Results: Of the 47 conservatively managed neonates Bell stage II, 30 (64%) fasted for <5 days (range 1–4 days) and 17 (36%) for >5 days (range 6–16 days). There were no significant differences for any of the patient characteristics analyzed. One (3%) and four (24%) neonates, respectively, developed post-NEC bowel stricture.
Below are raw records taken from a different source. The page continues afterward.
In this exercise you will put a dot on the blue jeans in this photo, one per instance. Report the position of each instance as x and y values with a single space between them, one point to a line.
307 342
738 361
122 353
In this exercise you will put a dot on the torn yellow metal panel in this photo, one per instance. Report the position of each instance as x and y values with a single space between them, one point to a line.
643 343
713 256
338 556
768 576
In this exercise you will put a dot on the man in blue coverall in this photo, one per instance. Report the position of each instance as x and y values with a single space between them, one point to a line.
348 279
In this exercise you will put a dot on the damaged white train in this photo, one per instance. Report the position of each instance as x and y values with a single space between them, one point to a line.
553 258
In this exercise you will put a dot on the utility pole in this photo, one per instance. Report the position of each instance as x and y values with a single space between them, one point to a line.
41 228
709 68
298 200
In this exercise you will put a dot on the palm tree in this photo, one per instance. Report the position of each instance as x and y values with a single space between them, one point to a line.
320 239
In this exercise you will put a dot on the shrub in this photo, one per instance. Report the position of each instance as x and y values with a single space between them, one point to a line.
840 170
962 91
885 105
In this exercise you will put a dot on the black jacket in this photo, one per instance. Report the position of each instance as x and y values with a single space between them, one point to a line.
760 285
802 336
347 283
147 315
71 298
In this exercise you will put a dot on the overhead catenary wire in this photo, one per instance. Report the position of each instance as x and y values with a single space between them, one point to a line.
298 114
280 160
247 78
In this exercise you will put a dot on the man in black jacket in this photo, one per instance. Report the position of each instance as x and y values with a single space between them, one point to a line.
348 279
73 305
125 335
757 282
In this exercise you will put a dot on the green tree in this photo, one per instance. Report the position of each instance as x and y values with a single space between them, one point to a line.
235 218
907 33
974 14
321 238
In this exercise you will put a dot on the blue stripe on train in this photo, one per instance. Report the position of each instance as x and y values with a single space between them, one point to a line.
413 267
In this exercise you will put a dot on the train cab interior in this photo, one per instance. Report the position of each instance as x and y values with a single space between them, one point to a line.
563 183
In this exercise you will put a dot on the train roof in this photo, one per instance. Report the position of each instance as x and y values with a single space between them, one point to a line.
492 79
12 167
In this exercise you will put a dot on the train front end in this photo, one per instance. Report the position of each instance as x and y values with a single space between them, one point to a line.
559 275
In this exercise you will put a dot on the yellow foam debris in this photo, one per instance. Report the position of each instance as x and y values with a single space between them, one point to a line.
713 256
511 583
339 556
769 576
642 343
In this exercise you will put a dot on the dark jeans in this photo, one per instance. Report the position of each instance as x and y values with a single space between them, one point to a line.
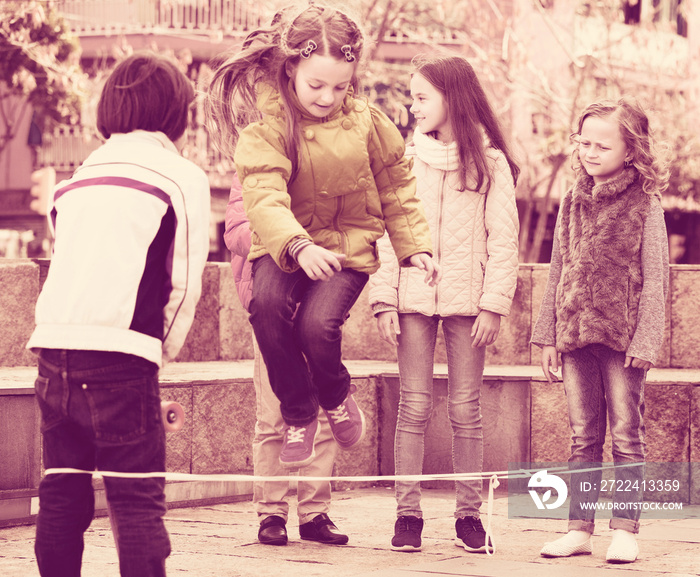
100 410
301 346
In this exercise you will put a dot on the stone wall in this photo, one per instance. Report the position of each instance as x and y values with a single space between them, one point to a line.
221 330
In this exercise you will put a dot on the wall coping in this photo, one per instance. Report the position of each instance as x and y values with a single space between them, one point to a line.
19 380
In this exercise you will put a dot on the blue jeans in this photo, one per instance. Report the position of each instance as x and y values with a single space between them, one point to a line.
100 410
465 369
598 388
301 346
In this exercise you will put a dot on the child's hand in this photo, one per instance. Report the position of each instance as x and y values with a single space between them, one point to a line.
638 363
388 326
550 360
423 261
485 329
320 263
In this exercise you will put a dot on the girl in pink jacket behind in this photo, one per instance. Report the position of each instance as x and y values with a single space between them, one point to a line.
465 180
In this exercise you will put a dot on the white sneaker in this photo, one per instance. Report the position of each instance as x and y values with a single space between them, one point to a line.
623 549
573 543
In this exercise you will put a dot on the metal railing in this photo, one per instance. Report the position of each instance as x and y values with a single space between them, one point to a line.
66 147
227 17
96 17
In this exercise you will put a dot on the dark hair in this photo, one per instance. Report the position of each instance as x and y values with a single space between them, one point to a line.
270 55
637 136
145 92
469 112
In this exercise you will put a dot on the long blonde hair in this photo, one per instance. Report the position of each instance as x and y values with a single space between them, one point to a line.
269 55
637 136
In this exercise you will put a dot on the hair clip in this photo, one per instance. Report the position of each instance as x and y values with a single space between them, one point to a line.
310 47
347 51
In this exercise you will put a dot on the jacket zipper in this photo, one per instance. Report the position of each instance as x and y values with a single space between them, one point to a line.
340 203
438 241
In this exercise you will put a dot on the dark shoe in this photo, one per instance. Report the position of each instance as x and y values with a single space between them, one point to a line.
272 531
347 422
407 530
298 445
322 529
471 535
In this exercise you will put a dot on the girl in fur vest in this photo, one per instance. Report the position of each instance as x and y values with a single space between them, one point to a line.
465 180
603 310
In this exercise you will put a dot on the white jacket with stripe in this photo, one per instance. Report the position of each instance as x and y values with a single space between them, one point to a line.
131 231
475 240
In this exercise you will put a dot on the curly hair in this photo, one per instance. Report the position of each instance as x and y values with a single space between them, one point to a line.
638 137
271 55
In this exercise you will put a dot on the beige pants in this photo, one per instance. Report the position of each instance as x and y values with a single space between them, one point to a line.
272 497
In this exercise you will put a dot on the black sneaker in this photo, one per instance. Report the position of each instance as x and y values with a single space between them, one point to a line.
407 530
322 530
273 531
471 535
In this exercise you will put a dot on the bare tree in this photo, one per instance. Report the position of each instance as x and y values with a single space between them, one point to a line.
39 66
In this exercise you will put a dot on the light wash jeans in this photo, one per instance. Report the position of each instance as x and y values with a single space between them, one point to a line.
272 497
598 388
465 366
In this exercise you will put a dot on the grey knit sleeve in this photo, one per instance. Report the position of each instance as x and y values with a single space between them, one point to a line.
649 333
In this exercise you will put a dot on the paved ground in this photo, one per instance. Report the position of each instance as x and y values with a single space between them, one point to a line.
221 541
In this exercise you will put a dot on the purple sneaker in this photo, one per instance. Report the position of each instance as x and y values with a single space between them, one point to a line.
347 422
298 445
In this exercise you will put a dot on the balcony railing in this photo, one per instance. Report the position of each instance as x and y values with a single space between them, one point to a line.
227 17
98 17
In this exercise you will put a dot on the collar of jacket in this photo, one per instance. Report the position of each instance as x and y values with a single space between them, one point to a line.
587 191
434 153
156 138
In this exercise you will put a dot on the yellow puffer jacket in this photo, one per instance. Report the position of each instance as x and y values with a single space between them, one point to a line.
353 184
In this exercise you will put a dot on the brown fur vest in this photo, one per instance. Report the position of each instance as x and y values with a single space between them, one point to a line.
600 237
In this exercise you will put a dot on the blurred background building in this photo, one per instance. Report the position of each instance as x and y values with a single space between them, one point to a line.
542 60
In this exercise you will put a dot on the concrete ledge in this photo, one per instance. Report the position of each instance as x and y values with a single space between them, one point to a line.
525 420
221 331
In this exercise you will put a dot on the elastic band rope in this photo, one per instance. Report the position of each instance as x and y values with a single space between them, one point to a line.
492 476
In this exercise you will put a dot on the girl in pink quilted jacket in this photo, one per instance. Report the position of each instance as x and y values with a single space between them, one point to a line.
466 180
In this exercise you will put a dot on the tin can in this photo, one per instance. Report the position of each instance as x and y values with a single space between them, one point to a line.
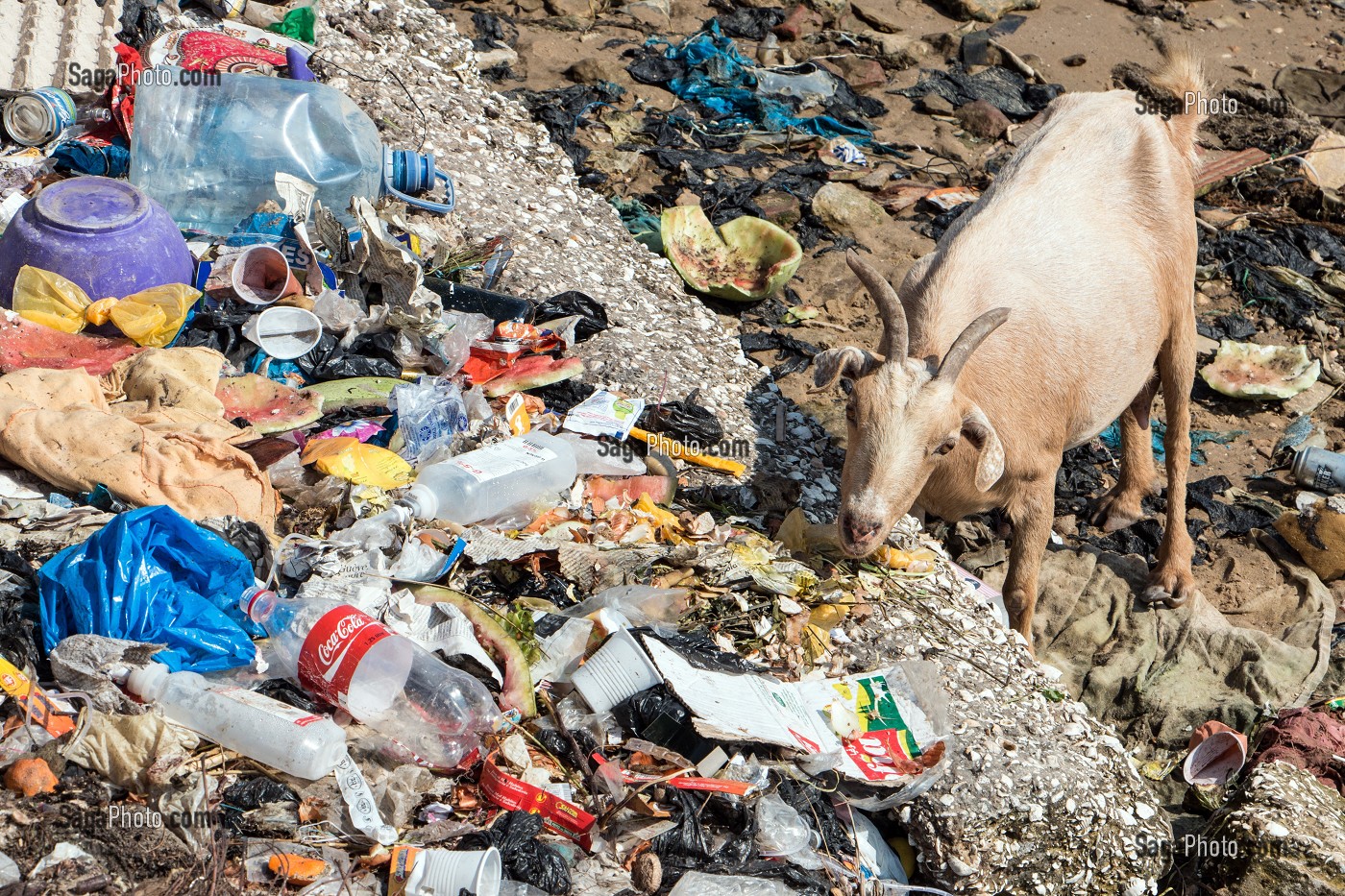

One (3%) and two neonates (12%) suffered NEC relapse. None and five (29%) neonates developed catheter-related sepsis.

Conclusion: Shorter fasting after NEC appears to lower morbidity after the acute phase of the disease. In particular, shorter-fasted neonates have significantly less catheter-related sepsis. We found no benefit in longer fasting.